By observing your customers and users in a situation relevant to your project, you can learn many things that would not come out in conversation. Social roles, workarounds, subconscious behaviors and emotions are often easier to observe than to enquire about. Observations help to reveal things your customers and users do subconsciously. Gaining a deep understanding of the situation you have observed will help you not only to come up with new ideas but also to evaluate any assumptions you have made about the current situation of your customers and users.
Follow the steps described in the Discover Customers process to setup, conduct and review your research wisely.

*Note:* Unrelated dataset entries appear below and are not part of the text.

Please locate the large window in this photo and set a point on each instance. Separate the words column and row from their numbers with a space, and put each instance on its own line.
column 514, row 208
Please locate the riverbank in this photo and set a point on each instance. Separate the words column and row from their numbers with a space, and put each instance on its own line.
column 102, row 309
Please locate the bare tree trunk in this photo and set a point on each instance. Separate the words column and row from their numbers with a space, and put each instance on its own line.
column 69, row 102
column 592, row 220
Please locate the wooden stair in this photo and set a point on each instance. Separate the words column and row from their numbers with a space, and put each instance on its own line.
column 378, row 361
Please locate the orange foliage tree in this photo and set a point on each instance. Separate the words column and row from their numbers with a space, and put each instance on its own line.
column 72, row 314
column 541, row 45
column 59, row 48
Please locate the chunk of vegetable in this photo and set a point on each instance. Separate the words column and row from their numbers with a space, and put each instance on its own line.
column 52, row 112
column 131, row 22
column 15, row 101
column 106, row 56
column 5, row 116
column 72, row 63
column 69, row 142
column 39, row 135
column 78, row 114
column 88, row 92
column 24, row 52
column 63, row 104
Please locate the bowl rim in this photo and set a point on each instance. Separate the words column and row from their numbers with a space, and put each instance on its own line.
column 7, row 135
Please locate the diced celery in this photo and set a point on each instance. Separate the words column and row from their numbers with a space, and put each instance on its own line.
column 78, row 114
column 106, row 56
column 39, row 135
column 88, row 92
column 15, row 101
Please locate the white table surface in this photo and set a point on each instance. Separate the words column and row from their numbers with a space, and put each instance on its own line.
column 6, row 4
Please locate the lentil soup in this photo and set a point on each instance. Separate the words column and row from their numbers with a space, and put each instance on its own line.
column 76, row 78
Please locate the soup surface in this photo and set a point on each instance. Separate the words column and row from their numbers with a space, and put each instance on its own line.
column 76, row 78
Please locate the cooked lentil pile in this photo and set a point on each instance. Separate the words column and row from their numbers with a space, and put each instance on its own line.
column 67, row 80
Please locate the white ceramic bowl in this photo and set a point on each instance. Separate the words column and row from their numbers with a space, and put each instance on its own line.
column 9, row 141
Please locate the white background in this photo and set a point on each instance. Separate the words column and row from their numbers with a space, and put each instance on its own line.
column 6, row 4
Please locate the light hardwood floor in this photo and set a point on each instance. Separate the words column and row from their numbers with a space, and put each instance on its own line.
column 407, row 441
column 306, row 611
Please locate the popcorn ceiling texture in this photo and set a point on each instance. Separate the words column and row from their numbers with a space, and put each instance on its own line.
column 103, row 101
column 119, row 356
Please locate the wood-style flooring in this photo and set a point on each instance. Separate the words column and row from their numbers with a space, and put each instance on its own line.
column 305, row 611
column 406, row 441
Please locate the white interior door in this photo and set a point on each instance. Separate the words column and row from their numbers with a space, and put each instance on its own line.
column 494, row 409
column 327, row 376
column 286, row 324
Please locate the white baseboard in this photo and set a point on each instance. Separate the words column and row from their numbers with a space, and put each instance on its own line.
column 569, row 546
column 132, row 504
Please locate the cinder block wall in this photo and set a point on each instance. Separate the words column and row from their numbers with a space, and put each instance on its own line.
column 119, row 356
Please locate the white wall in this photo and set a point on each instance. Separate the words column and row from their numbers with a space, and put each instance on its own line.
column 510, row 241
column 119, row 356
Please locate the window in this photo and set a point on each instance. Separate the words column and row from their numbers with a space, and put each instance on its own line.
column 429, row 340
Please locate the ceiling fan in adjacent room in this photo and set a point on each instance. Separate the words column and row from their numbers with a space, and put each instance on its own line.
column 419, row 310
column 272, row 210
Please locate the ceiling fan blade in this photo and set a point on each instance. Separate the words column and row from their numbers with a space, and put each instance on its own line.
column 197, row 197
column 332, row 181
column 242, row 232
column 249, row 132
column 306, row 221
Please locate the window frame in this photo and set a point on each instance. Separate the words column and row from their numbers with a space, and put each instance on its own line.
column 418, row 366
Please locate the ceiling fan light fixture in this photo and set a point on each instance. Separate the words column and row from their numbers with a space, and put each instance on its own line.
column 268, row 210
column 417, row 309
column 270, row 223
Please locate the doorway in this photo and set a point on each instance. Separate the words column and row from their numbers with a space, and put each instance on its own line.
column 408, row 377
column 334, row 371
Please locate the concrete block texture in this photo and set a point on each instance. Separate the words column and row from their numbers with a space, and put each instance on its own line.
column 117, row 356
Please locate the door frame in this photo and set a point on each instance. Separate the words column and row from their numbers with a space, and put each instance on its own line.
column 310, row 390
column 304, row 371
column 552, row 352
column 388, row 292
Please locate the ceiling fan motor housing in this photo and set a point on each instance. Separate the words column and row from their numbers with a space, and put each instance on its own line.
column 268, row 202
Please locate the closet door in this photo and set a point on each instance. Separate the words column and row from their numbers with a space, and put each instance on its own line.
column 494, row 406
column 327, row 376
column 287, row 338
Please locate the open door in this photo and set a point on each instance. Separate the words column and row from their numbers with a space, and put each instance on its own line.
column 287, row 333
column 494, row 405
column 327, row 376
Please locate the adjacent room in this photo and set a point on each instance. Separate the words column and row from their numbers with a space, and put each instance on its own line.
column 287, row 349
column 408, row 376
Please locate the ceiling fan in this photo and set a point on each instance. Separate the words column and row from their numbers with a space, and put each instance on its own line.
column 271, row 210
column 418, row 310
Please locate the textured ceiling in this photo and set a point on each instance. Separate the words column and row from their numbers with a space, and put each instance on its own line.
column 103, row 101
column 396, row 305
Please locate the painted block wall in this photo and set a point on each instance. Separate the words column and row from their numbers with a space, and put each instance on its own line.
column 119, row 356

- Understanding customers & users to come up with new ideas in the Design Workshop
- Explore antilogs from your Hypotheses & Experiments template about the behavior / emotions of your customers & users in a specific situation
Instruction for Coaches
It's important that team members conduct the field study by their own. First-hand impressions help them to argue on behalf of their customers and users in the further Business Design process.

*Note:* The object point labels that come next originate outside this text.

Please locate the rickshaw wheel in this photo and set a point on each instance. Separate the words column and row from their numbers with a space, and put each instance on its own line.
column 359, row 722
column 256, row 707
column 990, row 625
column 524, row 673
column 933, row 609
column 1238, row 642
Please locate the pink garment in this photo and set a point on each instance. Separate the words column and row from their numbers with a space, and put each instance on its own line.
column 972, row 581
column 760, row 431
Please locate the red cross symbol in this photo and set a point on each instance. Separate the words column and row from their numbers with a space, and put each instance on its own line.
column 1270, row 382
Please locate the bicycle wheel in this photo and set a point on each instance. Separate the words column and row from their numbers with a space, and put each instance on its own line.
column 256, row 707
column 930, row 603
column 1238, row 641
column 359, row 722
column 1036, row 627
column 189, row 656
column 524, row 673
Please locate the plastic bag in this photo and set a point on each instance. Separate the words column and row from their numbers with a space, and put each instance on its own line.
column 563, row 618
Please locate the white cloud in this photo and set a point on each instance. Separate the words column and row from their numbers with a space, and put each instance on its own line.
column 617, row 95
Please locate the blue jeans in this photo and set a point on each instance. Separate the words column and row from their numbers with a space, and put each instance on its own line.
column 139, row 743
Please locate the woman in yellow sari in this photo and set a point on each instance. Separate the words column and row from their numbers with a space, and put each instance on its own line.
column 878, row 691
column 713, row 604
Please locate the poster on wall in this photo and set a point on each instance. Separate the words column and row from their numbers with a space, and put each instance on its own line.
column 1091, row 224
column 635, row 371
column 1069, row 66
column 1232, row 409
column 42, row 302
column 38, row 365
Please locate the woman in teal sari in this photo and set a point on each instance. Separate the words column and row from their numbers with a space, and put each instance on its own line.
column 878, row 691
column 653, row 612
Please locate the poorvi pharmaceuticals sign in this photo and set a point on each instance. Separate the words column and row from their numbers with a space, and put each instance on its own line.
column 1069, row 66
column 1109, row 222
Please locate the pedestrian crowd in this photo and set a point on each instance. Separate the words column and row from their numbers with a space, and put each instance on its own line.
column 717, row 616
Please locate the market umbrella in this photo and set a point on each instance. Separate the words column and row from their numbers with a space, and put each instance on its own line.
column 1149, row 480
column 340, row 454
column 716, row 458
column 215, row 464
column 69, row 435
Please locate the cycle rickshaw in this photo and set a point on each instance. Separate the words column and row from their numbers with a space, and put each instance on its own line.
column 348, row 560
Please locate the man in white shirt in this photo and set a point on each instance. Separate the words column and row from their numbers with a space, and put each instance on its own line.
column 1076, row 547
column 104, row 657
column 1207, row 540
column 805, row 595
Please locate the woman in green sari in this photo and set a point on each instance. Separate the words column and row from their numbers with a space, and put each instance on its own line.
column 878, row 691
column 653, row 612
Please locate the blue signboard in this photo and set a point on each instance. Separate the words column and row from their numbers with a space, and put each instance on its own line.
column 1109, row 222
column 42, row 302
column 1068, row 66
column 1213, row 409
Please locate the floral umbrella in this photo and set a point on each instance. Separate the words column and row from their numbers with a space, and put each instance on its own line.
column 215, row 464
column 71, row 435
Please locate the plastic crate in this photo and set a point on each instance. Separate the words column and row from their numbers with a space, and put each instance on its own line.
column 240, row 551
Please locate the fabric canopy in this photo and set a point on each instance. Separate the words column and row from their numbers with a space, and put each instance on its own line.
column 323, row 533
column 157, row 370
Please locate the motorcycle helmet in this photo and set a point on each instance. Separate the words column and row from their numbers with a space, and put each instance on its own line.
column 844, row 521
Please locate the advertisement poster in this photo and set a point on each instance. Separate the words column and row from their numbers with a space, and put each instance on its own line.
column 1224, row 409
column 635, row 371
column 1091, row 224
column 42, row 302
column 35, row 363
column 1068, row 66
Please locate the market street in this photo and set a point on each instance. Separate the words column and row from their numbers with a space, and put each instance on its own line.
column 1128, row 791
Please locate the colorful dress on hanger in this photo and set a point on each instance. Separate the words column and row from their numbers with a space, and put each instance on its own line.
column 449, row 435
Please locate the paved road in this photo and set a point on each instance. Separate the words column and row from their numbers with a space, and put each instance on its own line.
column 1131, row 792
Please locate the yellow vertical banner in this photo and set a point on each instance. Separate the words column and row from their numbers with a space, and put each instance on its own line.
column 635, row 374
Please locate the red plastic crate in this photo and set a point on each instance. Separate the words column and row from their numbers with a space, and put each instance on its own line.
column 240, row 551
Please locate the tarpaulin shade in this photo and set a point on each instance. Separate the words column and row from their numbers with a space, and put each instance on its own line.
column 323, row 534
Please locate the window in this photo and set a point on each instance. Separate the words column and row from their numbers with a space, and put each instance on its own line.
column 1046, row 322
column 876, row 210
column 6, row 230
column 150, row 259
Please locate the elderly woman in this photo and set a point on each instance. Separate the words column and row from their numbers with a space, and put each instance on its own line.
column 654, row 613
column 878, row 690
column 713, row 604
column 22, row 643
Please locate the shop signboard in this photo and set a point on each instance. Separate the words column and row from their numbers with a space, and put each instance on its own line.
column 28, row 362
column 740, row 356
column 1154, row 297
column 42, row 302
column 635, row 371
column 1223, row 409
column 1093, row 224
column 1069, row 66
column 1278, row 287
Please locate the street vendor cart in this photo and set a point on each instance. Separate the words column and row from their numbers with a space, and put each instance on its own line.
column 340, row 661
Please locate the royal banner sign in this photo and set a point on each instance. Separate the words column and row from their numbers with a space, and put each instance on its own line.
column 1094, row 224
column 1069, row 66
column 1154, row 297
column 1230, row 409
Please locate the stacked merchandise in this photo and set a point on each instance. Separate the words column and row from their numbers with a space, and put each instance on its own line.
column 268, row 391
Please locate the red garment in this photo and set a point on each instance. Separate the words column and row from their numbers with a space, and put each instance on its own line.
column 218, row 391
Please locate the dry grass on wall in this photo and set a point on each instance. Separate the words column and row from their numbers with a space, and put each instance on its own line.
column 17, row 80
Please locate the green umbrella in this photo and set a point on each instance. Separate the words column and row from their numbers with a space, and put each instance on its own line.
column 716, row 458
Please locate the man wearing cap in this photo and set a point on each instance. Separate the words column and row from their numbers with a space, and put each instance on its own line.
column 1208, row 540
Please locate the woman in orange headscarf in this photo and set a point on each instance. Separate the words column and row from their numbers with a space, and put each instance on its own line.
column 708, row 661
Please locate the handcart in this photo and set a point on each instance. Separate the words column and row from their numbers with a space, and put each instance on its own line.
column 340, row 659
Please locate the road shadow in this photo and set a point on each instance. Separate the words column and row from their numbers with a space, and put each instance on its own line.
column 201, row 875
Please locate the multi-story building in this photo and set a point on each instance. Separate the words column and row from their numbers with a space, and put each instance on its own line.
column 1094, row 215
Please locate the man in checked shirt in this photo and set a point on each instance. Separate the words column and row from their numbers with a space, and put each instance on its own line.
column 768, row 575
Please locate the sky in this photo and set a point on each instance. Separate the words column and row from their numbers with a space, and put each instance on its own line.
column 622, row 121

Help your team to prepare an observation guideline based on the key elements explained in this article. Make sure you define possible steps of the customer journey in advance for their guidance to reach the right level of concreteness of observational notes.
- Help your team to document the results of an observation in a visual way. In addition to pictures and videos so called Personas / Customer Cards are a great way to capture your results.
Q & A
- I don’t have access to the situation where I want to observe our customers and users. What shall I do? Maybe you combine a customer interview with an observation to get access. Schedule an interview and ask to observe them, e.g. while using a product, before discussing the process (customer journey) in the main part of the interview.

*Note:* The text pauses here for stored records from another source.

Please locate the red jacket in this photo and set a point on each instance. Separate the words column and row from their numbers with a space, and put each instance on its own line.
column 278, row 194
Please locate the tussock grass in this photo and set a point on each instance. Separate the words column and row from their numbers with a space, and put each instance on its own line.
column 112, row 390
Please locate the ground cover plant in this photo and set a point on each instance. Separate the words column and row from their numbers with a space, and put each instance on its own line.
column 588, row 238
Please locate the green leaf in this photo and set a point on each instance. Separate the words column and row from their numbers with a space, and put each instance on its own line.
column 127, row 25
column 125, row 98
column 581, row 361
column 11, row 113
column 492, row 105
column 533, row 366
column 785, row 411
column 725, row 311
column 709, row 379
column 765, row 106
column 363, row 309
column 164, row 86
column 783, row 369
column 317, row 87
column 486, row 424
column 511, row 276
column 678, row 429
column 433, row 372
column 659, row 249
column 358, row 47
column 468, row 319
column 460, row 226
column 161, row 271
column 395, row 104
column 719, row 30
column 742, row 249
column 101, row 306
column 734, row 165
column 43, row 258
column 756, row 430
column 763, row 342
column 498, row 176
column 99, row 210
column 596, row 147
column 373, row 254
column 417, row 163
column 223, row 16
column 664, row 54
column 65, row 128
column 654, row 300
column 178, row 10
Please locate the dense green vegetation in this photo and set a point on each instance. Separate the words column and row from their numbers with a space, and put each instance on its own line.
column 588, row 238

- How to find "golden nuggets"? Watch out for emotions! Emotions are usually your trigger to dig deeper. This is another reason why the combination of an observation and an following interview makes sense. It helps you to discuss observed emotions afterwards and understand the reasons for it.
Describe the situation in general like location, date, time, persons involved, environment, room setup, tools available as well as your role (participatory/open/hidden observation).
Capture relevant demographic information about the person(s) you observe (e.g. age, role, clothing style, mood etc).
Take notes (plus pictures/videos if possible) of each step of the customer journey in the choosen situation on different observation levels:
Try to combine a customer observation with a customer interview after the observation took place to discuss the observed behavior and emotions together. This helps you to understand reasons and motivations for a certain behavior. Furthermore, you can talk about observed emotions, identify the triggers for these emotions as well as the consequences the person is facing.